Proposal to probe Israeli rights groups prompts fierce criticism BY LESLIE SUSSER JTA
JERUSALEM — Knesset legislation calling for an investigation of Israeli human rights groups has sparked a fierce argument over who is doing more to hurt Israel’s reputation: human rights organizations critical of the Israeli government and army, or the politicians who want to inves-
tigate them for allegedly going too far. Israeli President Shimon Peres called on the Knesset to reject proposed legislation that establishes a committee to investigate the funding of left-leaning human rights groups. By a vote of 47-16, the Knesset earlier this month gave preliminary passage to the measure. The parliamentary panel would probe the funding and activities of
left-wing and human rights organizations and NGOs. “The investigation of organizations and foundations, whether from the left or right, must be left to law enforcement authorities,” Peres said in a statement Monday. “They possess expertise, are objective and hold the appropriate investigative tools. The establishment of such a parliamentary investigative committee harms Israeli democracy and is unnecessary.” Peres quoted Israel’s first prime minister, David Ben-Gurion, who said that politicians should not be judges and judges should not be politicians. Peres in an address to the Knesset next week is expected to raise this issue, as well as the subjects of racism and incitement by fundamentalist rabbis, The Jerusalem Post reported, citing the president’s spokeswoman. Nevertheless one co-sponsor of the bill, Faina Kirshenbaum of Foreign Minister Avigdor Lieberman’s Yisrael Beiteinu Party, charges that the groups are working under the guise of human rights advocacy to discredit the Israel Defense Forces’ presence in the West Bank, criminalize its soldiers and encourage draft-dodging — with the overall aim of weakening the IDF and delegitimizing Israel. “These groups provided material to the Goldstone commission and are behind indictments lodged against Israeli officers and officials around the world,” Kirshenbaum declared during a Knesset debate, referring to the U.N.-en-
dorsed Goldstone report on the Gaza war, which among its findings included allegations of war crimes violations by Israel.
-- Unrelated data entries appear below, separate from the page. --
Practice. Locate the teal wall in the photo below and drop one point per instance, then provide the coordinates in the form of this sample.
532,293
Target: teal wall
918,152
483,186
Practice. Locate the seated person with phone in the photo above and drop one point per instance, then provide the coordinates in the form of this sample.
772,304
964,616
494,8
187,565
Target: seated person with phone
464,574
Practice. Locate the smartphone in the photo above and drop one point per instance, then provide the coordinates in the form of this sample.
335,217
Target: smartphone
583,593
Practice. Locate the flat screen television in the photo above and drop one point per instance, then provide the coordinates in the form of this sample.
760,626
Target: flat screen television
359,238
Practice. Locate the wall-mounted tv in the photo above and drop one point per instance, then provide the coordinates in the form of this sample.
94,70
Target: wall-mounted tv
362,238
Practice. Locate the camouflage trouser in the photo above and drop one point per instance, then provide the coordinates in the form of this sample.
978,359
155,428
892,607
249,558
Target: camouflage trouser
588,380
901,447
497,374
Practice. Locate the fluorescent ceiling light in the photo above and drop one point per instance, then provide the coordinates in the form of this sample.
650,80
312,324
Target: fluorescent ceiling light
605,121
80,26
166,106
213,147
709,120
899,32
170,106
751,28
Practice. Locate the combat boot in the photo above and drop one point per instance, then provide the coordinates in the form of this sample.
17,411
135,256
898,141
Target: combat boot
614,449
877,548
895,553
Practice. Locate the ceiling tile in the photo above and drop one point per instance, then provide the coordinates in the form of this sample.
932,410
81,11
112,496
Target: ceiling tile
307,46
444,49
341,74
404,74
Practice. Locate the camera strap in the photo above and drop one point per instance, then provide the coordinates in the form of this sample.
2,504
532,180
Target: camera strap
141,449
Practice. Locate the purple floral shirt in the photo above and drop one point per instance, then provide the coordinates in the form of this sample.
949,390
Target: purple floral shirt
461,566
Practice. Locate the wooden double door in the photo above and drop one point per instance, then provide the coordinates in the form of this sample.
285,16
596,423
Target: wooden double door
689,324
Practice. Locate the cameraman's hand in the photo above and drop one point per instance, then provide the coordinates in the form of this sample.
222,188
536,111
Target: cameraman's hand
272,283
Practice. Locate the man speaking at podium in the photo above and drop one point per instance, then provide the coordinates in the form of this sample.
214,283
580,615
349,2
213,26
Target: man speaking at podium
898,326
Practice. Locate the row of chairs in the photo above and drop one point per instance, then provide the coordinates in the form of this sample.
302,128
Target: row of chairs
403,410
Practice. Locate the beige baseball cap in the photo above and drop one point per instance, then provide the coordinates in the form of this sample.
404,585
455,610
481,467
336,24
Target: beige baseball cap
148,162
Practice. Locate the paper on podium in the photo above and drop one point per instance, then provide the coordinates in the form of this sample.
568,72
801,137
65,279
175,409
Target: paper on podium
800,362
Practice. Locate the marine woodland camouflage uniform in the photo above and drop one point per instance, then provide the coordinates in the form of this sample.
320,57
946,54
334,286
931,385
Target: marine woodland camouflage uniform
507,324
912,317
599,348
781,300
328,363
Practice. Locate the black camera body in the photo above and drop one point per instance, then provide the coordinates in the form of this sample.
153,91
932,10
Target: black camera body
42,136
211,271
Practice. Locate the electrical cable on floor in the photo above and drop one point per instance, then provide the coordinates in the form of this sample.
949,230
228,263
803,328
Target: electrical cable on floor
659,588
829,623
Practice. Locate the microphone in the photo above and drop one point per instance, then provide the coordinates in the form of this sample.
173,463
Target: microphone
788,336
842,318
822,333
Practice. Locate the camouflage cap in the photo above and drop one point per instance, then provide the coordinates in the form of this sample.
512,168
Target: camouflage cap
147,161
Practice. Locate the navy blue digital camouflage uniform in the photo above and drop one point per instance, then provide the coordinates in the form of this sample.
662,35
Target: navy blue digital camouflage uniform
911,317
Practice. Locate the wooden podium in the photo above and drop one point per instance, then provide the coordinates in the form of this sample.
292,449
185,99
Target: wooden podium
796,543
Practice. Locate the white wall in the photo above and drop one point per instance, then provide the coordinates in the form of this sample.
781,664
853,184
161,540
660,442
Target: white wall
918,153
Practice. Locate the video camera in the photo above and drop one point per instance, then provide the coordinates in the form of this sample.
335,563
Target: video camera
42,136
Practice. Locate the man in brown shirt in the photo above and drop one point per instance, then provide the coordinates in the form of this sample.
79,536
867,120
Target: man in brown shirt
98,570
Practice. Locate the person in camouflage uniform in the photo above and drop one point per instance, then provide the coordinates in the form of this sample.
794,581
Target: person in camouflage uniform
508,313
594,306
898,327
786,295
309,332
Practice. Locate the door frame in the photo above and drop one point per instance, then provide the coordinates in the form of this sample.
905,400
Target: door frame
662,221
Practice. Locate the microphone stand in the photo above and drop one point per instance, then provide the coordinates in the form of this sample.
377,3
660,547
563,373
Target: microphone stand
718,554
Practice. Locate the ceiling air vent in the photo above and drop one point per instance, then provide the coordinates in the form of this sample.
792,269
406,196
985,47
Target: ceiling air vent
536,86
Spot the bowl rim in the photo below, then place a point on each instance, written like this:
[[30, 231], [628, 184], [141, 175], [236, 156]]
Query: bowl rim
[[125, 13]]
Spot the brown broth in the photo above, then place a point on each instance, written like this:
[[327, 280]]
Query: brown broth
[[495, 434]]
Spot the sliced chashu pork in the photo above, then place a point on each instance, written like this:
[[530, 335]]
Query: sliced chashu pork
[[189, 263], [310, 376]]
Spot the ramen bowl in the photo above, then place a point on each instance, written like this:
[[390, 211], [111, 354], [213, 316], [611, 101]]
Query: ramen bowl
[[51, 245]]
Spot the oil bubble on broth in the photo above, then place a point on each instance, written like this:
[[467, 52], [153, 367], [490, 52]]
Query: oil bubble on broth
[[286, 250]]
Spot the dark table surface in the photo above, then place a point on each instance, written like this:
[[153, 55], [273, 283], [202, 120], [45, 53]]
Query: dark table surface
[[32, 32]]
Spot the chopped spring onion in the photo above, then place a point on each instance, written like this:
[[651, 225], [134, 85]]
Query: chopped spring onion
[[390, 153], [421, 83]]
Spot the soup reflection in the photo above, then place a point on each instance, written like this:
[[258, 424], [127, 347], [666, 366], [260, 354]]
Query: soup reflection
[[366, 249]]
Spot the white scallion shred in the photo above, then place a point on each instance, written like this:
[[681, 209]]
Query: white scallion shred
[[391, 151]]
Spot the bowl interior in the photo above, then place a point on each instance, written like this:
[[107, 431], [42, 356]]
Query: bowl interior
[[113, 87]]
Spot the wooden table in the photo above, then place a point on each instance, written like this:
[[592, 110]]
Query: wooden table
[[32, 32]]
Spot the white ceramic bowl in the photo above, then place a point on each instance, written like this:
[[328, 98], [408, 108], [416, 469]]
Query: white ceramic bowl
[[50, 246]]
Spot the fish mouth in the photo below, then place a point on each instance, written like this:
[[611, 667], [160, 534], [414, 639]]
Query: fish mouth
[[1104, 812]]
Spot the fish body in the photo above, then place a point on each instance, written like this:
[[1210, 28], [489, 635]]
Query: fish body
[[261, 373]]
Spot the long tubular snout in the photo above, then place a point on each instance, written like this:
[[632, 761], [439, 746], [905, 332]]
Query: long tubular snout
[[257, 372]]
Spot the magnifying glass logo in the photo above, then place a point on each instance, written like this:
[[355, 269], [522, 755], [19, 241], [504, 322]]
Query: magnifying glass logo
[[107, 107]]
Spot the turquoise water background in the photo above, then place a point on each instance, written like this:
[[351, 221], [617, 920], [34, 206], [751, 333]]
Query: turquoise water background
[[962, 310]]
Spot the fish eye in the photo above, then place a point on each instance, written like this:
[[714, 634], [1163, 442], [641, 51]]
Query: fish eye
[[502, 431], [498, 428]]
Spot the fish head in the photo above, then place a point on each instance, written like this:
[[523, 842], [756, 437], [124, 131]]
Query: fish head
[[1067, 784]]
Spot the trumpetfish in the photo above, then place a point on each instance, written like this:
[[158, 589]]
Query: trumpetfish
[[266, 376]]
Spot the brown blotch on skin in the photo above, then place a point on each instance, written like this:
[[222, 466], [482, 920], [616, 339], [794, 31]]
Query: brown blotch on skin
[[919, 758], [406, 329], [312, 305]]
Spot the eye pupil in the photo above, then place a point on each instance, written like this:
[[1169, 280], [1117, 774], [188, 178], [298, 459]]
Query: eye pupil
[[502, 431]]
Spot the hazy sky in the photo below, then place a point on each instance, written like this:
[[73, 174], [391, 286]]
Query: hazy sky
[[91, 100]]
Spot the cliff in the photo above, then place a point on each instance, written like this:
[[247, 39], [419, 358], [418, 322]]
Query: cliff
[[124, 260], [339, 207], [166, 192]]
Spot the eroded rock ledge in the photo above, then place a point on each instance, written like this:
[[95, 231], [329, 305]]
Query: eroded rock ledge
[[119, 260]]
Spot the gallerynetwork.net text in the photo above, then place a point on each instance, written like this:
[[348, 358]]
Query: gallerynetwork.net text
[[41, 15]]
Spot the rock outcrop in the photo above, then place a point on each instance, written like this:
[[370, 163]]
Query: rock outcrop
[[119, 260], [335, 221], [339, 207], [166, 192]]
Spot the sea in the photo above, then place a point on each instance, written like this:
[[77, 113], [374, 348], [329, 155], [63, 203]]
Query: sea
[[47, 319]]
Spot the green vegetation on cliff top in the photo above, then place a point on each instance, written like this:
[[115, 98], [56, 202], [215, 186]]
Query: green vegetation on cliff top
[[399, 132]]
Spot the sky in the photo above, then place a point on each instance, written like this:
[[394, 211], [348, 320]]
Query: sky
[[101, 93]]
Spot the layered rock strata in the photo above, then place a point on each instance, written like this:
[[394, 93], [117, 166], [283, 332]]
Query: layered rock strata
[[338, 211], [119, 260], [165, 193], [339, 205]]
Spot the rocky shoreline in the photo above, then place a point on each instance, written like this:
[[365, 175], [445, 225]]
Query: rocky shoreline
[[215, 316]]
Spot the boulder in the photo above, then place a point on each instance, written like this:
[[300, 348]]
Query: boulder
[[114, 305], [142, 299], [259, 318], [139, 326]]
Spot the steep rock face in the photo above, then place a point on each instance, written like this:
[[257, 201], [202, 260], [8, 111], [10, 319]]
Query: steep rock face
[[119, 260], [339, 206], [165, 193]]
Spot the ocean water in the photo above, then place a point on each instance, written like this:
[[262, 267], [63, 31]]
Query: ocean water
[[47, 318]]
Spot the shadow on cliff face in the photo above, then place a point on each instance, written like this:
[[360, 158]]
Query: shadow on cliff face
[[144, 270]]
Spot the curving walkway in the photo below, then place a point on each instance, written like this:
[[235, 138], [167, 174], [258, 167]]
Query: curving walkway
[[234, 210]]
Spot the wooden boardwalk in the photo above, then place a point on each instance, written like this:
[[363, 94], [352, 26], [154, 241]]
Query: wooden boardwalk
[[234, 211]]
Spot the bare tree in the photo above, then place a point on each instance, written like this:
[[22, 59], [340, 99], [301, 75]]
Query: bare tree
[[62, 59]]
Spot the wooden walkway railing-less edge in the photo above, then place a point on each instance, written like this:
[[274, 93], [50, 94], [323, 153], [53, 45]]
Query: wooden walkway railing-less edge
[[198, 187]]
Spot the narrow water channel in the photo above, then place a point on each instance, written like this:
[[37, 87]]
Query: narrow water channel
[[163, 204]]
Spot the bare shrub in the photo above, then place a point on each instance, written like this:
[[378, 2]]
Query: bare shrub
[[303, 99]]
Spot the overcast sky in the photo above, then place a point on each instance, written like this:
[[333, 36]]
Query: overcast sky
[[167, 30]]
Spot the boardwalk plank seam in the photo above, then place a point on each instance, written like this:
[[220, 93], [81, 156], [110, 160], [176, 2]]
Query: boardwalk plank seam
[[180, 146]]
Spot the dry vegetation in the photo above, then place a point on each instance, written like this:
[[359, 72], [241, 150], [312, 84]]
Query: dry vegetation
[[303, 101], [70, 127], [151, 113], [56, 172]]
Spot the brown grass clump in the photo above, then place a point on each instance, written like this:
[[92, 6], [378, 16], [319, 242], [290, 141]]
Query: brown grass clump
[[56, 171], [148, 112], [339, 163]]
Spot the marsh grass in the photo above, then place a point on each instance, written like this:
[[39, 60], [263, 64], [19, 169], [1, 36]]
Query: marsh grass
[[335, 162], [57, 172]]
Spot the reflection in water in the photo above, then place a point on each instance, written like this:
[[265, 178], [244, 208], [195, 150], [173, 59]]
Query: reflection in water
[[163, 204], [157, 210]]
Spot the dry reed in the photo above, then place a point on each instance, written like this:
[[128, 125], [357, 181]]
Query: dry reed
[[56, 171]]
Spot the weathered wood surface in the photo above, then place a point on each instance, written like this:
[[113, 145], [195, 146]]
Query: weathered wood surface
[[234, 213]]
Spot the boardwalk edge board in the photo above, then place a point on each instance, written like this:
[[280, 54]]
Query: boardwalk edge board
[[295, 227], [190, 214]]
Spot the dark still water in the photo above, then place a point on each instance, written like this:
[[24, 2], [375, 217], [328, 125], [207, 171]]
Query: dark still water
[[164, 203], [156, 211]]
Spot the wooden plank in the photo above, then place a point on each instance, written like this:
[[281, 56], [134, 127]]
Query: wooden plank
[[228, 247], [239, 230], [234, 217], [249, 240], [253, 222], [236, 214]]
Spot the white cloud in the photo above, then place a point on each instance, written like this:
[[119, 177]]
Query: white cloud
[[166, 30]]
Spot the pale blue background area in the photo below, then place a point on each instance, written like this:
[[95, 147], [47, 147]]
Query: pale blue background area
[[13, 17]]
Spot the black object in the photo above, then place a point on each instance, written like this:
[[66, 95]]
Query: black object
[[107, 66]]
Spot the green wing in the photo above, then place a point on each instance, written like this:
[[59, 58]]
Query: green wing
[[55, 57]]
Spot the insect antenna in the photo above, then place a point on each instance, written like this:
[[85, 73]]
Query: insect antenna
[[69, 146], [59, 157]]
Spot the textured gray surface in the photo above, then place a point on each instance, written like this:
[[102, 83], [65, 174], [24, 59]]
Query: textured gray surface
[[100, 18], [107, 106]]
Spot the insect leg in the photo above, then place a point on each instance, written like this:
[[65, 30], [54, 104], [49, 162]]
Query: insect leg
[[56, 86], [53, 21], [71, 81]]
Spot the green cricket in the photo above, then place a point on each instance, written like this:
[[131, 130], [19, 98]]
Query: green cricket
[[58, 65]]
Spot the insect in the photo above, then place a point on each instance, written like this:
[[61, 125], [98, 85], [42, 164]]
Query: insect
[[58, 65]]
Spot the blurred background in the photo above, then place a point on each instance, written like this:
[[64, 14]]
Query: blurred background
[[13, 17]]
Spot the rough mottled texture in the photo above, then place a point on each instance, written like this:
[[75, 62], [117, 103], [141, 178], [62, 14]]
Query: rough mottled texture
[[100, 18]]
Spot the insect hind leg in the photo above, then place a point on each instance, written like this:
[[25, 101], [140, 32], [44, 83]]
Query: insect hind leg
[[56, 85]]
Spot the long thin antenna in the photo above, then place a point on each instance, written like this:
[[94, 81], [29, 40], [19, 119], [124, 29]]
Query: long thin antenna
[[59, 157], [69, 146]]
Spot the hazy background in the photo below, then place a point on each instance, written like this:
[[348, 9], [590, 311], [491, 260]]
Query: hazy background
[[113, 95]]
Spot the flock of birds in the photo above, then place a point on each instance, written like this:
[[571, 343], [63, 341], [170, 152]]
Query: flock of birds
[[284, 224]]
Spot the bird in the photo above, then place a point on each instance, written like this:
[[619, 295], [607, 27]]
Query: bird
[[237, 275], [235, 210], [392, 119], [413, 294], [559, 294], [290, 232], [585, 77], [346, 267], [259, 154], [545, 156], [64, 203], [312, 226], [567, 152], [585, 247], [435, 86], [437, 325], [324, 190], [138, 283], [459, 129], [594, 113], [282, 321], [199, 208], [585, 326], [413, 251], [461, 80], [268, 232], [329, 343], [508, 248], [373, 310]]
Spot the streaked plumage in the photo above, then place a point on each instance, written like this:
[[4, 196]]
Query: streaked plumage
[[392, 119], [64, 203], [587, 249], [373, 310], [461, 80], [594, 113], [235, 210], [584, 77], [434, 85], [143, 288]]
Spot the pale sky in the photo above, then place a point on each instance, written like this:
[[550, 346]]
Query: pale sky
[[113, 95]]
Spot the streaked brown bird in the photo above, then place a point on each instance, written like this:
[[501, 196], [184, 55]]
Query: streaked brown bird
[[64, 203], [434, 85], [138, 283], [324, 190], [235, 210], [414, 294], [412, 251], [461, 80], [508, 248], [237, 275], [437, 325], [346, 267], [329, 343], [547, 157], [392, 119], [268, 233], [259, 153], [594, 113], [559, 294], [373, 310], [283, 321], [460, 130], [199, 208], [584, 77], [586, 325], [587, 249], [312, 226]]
The heavy vote in favor of the legislation reflected widespread concern in Israel at the activities of human rights groups, some of which receive foreign government funds and whose goals seem potentially inimical to the national interest. Much of the subsequent criticism was directed at the choice of mechanism to deal with the issue: a parliamentary committee in which politicians would be interrogating their political opponents. After days of criticism for the “undemocratic” nature of the proposed investigatory committee, Lieberman invited cameras into the normally closed party caucus meeting Monday to show he had no intention of backing down. In his remarks, he suggested that Israel’s delegitimizers rely on the subversive work of Israel’s Haaretz daily newspaper; Yesh Din, a group that monitors the rule of law in the West Bank; and Yesh Gvul, an organization that defends Israeli soldiers who refuse to serve in the West Bank. He called the organizations “collaborators in terror.” “There wasn’t a single meeting abroad where I spoke about delegitimization of Israel and people didn’t say look at what Haaretz wrote or what Yesh Din, Yesh Gvul or Yesh Batich published,” he said, the last name a derogatory play on words meaning “There is Zero.”